Trichiodera

Scientific classification
- Kingdom: Animalia
- Phylum: Arthropoda
- Class: Insecta
- Order: Coleoptera
- Suborder: Polyphaga
- Infraorder: Scarabaeiformia
- Family: Scarabaeidae
- Subfamily: Melolonthinae
- Tribe: Tanyproctini
- Genus: Trichiodera Burmeister, 1855
- Species: T. bicarinita
- Binomial name: Trichiodera bicarinita (Gyllenhal, 1817)
- Synonyms: Melolontha bicarinita Gyllenhal, 1817;

= Trichiodera =

- Genus: Trichiodera
- Species: bicarinita
- Authority: (Gyllenhal, 1817)
- Synonyms: Melolontha bicarinita Gyllenhal, 1817
- Parent authority: Burmeister, 1855

Genus of beetles

Trichiodera is a genus of beetle of the family Scarabaeidae.

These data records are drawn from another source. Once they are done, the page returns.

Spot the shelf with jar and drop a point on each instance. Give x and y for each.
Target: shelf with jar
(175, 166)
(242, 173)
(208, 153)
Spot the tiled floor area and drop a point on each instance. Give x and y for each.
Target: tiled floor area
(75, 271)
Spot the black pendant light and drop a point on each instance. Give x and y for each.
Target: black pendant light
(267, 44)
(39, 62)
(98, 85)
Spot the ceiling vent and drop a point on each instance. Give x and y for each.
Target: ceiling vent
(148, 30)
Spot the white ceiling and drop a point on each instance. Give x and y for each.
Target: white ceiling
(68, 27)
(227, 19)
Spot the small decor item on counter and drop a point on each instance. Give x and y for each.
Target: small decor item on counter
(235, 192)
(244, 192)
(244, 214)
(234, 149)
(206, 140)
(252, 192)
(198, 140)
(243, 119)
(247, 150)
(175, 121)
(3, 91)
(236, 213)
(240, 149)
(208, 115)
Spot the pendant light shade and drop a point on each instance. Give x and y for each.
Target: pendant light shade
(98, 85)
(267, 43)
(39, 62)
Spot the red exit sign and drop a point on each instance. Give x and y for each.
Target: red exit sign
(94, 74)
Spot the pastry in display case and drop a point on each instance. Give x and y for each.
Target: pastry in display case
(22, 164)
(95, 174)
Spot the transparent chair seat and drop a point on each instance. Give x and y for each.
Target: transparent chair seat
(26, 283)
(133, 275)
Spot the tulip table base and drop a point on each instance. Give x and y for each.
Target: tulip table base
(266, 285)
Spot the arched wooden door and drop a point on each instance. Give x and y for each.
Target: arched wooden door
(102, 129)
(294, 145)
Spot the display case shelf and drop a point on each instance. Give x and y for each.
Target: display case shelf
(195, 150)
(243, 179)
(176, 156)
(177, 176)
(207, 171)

It is monotypic, being represented by the single species, Trichiodera bicarinita, which is found in South Africa (Eastern Cape).

== Description ==
Adults reach a length of about 11 mm. They are testaceous-red, with the forehead, pronotum, scutellum and pectus clothed with a dense, long, flavous pubescence. The club of the antennae is flavous. The elytra are glabrous but with an outer marginal fringe of ciliate hairs, deeply and equally punctured, and without costules or striae, not even a juxta-sutural one. The propygidium and pygidium are almost impunctate, the latter fringed with long hairs.